Wenn wir zum Beispiel beleidigende Worte nicht mehr persönlich nehmen, nicht darauf reagieren, dann ist da Gleichmut. Dieser entsteht durch Loslassen, durch das Gelöst sein von dem, was äußerlich passiert. Wir bleiben entspannt und gleichmütig.

Die sieben geistigen Qualitäten des Gleichmutes

Ein Ansatz zur Entwicklung von Gleichmut besteht darin, die Qualitäten des Geistes zu kultivieren, die den Gleichmut stärken. Es gibt sieben Qualitäten.

Die erste Qualität ist Moral oder ethische Prinzipien. Wenn wir Integrität haben und uns innerlich sicher sind, dass wir keinen Schaden für uns selbst oder andere produzieren, dann gibt das Selbstbewusstsein, und auch Gleichmut.

Buddha sagte, dass jeder, der moralische Integrität besitzt, in jedem sozialen Umfeld mit Sicherheit auftreten kann. Gleichmut entsteht durch Geistesreinheit.

Die zweite Qualität wäre Vertrauen. Mit Vertrauen können wir praktizieren und meditieren, egal, welche Hindernisse auftauchen. Wir können diese sehen und hinnehmen, wie sie sind und gleichmütig weiter praktizieren. Auf Weisheit gegründete Vertrauen ist sehr mächtig. Das Pali-Wort für Vertrauen (saddha) wird auch mit Zuversicht übersetzt. Ein gut entwickelter Geist ist die dritte Stütze. Das bedeutet, dass wir die geistige Stabilität haben, Konzentration und Achtsamkeit zu entwickeln, welche das Fundament für den Gleichmut sind. Ist der Geist ruhig und stabil, können ihm die acht weltlichen dhammas (loka-dhamma) nicht mehr aus der Balance bringen.

Wohlbefinden und Verständnis

Die vierte Qualität ist Wohlbefinden. Das ist etwas, was wir oft nicht genügend kultivieren. Dabei ist unser Wohlbefinden sowohl wichtig für die Praxis, als auch für das Entwickeln von Gleichmut und Gelassenheit.

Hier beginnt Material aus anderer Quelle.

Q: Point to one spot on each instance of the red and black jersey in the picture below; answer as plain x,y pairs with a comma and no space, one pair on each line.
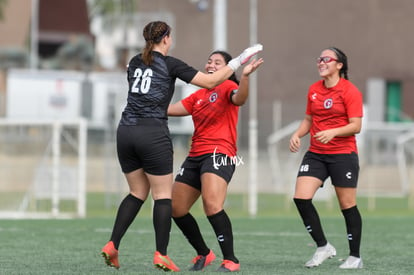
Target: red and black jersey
215,120
332,108
151,87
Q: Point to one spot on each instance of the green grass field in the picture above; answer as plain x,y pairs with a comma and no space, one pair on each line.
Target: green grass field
275,242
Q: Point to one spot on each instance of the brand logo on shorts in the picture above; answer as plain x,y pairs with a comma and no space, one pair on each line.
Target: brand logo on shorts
224,160
213,97
304,168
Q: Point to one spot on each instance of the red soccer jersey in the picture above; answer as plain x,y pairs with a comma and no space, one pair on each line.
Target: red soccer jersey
215,120
332,108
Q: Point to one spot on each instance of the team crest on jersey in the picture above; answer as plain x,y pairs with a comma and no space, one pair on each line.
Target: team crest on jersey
328,103
213,97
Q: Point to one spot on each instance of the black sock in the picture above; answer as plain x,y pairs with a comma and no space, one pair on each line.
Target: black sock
311,220
353,223
161,218
188,225
127,211
222,227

Die fünfte Qualität ist Verständnis. Dies bedeutet, dass wir lernen den gegenwärtigen Moment zu akzeptieren wie er ist. Oft können wir den gegenwärtigen Moment nicht akzeptieren, da er leidhaft ist. Da gibt es etwa Schmerzen im Körper oder Schmerzen, die im Kontakt mit anderen entstehen. Können wir diese nicht akzeptieren, wird alles nur noch schlimmer. Wir fügen zum physischen Schmerz noch den geistigen Schmerz des Nicht-Akzeptierens hinzu. Leiden ist ein Teil des Lebens, ein Teil der Natur. Wir müssen dies akzeptieren. Damit verringern wir den Widerstand gegen die gegenwärtige Situation und verringern somit das Leiden.

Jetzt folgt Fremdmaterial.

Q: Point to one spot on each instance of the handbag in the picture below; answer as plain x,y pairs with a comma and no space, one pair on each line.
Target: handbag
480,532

Weisheit ist unerlässlich, um zu lernen, den gegenwärtigen Moment zu akzeptieren und für das präsent zu sein, was geschieht, ohne dass der Verstand Widerstand leistet.

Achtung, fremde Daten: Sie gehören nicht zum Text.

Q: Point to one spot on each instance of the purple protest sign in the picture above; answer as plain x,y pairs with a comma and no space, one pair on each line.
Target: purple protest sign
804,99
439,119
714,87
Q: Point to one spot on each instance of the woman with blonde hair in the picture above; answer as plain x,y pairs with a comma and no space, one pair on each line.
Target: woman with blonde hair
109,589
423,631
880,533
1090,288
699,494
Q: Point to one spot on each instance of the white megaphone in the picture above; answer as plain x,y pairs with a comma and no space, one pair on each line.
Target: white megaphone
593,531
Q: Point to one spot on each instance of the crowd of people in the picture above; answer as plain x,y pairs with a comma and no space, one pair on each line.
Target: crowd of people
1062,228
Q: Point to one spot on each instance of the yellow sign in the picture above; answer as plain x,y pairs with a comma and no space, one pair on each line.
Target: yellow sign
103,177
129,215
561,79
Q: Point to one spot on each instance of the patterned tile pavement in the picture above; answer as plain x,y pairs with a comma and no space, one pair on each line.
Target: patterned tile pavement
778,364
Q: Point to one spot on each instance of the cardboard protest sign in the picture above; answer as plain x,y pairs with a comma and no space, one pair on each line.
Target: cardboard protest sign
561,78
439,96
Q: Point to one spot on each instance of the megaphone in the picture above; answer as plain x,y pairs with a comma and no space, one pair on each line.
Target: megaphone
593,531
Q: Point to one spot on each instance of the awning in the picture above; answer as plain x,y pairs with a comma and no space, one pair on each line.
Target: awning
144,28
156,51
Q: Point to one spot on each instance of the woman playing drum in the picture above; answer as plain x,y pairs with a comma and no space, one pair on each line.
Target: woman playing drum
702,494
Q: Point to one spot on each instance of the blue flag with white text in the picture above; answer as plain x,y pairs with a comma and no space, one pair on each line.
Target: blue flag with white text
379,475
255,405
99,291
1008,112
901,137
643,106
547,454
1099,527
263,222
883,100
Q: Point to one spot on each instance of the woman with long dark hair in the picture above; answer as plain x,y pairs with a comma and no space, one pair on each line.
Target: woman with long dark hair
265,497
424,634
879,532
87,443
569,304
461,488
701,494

Weisheit kann uns lehren, die Handlungen der Menschen von dem zu trennen, wer sie sind. Wir können ihren Handlungen zustimmen oder nicht zustimmen, aber in unserer Beziehung zu ihnen ausgeglichen bleiben. Wir können auch verstehen, dass unsere eigenen Gedanken und Impulse aus Bedingungen resultieren. Sie nicht so persönlich zu nehmen, macht es wahrscheinlicher, dass wir bei ihrem Auftauchen entspannt bleiben.

Weisheit versteht, dass Menschen für ihre eigenen Entscheidungen verantwortlich sind, das hilft, angesichts des Leidens anderer Menschen, Gleichmut zu bewahren. Wir können ihnen das Beste wünschen, aber wir vermeiden ein falsches Verantwortungsgefühl für ihr Wohlergehen.

Einsicht und Freiheit

Einsicht wäre die sechste Qualität. Hierbei geht es um die Einsicht in die tiefere Natur des Seins. Wenn wir erkennen, dass die Dinge vergänglich sind, sich ständig verändern, dass man sie also nicht festhalten kann, dann entsteht Gleichmut durch Loslassen. Je mehr wir loslassen können, desto tiefer wird unser Gleichmut.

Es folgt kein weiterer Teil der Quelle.